Re: [PATCH v2] workqueue: Warn flush attempt using system-wide workqueues

Posted by Tejun Heo 4 years, 4 months ago

On Wed, Feb 23, 2022 at 10:20:47PM +0100, Marek Szyprowski wrote:
> Hi All,
> 
> On 17.02.2022 12:22, Tetsuo Handa wrote:
> > syzbot found a circular locking dependency which is caused by flushing
> > system_long_wq WQ [1]. Tejun Heo commented that it makes no sense at all
> > to call flush_workqueue() on the shared workqueues as the caller has no
> > idea what it's gonna end up waiting for.
> >
> > Although there is flush_scheduled_work() which flushes system_wq WQ with
> > "Think twice before calling this function! It's very easy to get into
> > trouble if you don't take great care." warning message, it will be too
> > difficult to guarantee that all users safely flush system-wide WQs.
> >
> > Therefore, let's change the direction to that developers had better use
> > their own WQs if flushing is inevitable. To give developers time to update
> > their modules, for now just emit a warning message when flush_workqueue()
> > or flush_work() is called on system-wide WQs. We will eventually convert
> > this warning message into WARN_ON() and kill flush_scheduled_work().
> >
> > Link: https://syzkaller.appspot.com/bug?extid=831661966588c802aae9 [1]
> > Signed-off-by: Tetsuo Handa <penguin-kernel@I-love.SAKURA.ne.jp>
> 
> This patch landed in linux next-20220222 as commit 4a6a0ce060e4 
> ("workqueue: Warn flush attempt using system-wide workqueues"). As it 
> might be expected it exposed some calls to flush work. However it also 
> causes boot failure of the Raspberry Pi 3 and 4 boards (kernel compiled 
> from arm64/defconfig). In the log I see one call from the 
> deferred_probe_initcall(), but it isn't critical for the boot process. 
> The deadlock occurs when DRM registers emulated framebuffer on RPi4. 
> RPi3 boots a bit further, to the shell prompt, but then the console is 
> freezed. Reverting this patch on top of linux-next 'fixes' the boot.

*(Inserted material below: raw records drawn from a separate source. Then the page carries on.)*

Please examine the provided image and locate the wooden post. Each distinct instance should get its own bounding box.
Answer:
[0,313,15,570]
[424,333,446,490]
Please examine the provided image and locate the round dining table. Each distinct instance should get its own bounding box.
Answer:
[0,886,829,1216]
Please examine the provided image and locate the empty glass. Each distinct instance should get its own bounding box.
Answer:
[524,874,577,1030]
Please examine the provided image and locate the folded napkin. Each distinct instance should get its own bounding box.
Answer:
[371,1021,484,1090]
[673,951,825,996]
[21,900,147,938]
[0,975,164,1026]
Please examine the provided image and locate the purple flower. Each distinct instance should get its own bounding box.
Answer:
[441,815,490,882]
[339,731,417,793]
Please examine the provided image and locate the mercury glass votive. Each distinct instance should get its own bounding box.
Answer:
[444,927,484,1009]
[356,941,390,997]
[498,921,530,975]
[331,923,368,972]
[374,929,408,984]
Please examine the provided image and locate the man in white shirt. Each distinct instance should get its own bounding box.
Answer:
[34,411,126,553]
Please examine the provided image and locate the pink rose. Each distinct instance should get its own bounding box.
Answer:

Tetsuo, can you please revert the patch? The patch is incorrect in that it's
triggering also on work item flushes, not just workqueue flushes.

Thanks.

-- 
tejun

Re: [PATCH v2] workqueue: Warn flush attempt using system-wide workqueues

Posted by Tetsuo Handa 4 years, 4 months ago

On 2022/02/24 6:35, Tejun Heo wrote:
> Tetsuo, can you please revert the patch? The patch is incorrect in that it's
> triggering also on work item flushes, not just workqueue flushes.

OK. I removed these patches from my tree.